- Born: Melvyn Gary Jasgur November 8, 1935 Los Angeles, California U.S.
- Died: August 22, 1994 (aged 58) California U.S.
- Other name: Mel Jasgar
- Occupation: Film actor
- Years active: 1937-1972

= Gary Jasgur =

American actor (1935–1994)

Gary Jasgur (November 8, 1935 – August 22, 1994) was an American former child actor, most notable for appearing in the Our Gang short film series from 1937 to 1939.

==Career==
Dark-haired Jasgur was cast as "Junior", the infant brother of either Spanky or Darla. In his two years with the Our Gang series, Jasgur did not have a single word of dialogue, yet managed to make life miserable for his older sibling. He was memorable as the pint-sized, banana-eating timekeeper in The Pigskin Palooka and billed as the "world's smallest man" in Clown Princes. Perhaps his most notable role was in Canned Fishing when Spanky and Alfalfa are desperately trying to get out of babysitting little Junior.
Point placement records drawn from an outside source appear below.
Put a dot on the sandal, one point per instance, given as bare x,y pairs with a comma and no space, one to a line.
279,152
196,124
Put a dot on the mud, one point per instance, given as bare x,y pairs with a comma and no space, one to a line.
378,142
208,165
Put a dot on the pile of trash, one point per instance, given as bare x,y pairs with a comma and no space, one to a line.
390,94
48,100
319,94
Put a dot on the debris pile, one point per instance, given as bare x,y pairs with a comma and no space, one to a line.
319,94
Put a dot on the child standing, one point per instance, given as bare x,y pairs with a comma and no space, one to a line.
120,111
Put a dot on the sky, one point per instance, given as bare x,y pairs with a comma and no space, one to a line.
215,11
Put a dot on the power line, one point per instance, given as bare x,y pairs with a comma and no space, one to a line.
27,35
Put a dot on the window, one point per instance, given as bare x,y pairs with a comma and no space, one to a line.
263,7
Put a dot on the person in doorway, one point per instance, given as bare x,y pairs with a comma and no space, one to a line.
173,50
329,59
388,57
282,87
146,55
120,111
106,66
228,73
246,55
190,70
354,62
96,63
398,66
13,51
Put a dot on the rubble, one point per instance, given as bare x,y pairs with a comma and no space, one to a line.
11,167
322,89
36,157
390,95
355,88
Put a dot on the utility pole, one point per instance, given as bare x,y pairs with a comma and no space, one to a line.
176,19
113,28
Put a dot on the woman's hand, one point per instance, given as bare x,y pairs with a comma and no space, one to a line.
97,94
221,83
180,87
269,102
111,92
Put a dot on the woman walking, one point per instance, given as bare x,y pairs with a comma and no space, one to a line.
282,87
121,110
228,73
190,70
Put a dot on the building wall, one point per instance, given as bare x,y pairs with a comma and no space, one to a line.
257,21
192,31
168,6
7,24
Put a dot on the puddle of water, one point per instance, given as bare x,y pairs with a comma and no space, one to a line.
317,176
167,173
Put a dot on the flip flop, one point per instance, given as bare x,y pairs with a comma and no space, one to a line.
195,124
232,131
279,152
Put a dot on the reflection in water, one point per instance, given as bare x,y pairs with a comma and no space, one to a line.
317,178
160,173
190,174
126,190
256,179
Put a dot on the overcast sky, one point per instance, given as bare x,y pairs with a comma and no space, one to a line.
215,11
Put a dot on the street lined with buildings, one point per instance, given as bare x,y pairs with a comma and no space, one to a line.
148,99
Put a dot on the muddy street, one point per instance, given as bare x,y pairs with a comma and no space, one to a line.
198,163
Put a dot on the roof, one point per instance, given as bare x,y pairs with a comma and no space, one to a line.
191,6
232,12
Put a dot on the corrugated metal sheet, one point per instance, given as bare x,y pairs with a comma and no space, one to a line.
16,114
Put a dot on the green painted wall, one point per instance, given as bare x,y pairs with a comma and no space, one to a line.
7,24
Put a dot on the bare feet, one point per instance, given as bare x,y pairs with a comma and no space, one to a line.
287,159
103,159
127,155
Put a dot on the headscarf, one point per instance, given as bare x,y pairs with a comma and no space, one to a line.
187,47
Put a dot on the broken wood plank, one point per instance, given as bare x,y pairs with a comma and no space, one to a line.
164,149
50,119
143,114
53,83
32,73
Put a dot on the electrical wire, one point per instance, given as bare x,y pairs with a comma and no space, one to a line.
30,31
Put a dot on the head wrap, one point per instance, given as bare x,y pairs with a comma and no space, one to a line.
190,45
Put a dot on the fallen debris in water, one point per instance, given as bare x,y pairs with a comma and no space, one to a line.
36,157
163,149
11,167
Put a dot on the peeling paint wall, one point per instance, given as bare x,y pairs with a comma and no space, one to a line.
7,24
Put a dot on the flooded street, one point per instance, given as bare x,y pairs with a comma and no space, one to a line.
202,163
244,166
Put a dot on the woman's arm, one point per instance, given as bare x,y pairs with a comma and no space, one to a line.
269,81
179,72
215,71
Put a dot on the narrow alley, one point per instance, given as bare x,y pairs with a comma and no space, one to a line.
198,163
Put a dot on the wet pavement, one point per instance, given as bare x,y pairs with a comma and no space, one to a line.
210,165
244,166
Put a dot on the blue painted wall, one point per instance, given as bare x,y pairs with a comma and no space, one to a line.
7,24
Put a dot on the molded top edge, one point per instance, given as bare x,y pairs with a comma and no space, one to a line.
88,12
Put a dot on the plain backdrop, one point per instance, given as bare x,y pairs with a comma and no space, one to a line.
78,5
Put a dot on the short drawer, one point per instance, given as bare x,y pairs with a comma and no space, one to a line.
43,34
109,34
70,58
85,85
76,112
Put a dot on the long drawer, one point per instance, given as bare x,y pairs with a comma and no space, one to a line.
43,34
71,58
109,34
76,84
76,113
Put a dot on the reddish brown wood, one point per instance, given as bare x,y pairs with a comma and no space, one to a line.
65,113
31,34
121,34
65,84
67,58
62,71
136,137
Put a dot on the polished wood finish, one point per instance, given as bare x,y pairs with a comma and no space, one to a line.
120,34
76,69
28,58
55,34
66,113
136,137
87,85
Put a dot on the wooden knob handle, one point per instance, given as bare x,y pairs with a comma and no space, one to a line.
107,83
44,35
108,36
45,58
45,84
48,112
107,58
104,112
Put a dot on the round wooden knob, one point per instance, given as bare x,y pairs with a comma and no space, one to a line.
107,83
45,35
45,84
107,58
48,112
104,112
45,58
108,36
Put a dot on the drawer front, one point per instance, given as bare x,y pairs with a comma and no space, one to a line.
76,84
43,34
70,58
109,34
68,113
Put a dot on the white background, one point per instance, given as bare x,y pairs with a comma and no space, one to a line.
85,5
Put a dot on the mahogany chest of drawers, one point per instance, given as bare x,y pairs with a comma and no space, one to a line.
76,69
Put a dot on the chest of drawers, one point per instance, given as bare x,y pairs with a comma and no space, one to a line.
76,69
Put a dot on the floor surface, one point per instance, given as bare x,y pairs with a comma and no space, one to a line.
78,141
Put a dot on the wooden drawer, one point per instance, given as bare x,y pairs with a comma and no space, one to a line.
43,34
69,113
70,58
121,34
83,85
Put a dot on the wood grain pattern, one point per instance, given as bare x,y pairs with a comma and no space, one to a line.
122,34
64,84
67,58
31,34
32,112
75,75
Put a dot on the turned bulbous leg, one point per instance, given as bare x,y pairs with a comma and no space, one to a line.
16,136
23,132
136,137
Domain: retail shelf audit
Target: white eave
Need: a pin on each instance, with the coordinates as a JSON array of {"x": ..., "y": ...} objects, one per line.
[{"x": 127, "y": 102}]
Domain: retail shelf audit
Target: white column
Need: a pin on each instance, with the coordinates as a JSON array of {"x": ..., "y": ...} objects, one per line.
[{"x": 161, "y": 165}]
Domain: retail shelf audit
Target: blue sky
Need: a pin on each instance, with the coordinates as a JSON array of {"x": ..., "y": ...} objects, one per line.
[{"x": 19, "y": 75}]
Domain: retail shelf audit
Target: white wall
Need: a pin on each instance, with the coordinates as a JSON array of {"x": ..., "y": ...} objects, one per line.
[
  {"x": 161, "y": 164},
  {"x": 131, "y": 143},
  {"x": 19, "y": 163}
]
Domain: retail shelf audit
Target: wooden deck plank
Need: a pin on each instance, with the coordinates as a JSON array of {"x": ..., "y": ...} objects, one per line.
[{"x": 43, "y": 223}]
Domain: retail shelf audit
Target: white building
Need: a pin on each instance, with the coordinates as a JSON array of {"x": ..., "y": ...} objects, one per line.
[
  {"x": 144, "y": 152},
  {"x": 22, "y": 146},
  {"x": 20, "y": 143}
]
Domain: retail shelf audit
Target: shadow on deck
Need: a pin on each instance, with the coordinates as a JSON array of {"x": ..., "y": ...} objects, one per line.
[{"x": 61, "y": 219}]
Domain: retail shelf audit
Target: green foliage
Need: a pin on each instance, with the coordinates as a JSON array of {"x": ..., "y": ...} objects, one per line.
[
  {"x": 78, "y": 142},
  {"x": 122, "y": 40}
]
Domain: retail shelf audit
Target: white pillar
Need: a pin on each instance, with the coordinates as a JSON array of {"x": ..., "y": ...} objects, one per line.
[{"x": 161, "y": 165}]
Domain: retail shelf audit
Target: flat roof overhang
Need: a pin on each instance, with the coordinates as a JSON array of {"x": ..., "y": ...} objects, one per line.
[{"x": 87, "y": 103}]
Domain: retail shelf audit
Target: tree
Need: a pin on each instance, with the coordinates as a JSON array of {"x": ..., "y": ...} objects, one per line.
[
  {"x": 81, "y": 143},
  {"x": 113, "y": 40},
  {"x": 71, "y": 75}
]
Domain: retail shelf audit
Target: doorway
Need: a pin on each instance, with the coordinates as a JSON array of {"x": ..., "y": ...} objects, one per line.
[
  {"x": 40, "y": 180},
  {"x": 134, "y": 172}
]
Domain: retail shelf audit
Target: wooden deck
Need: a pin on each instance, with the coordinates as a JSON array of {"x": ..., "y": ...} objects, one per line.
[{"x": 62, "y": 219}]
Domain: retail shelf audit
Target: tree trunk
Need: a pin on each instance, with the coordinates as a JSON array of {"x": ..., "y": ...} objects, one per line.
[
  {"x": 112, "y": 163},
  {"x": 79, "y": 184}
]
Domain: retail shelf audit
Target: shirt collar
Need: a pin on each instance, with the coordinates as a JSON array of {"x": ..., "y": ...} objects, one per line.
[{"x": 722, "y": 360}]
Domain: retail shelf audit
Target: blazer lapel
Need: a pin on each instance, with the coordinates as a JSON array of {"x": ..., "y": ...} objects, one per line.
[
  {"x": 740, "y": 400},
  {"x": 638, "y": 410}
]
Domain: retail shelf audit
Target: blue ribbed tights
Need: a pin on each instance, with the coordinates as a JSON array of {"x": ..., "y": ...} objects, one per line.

In 1939, Jasgur left the series "before he knew he had been in it," as film critic Leonard Maltin commented.

==Adult life and death==
Gary was actually Jasgur's middle name, and in high school he preferred to be called Mel. Jasgur married in 1956.

As an adult, Jasgur operated a small retail spa business in Southern California. He died on August 22, 1994, at age 58 in California, and is survived by four children and ten grandchildren.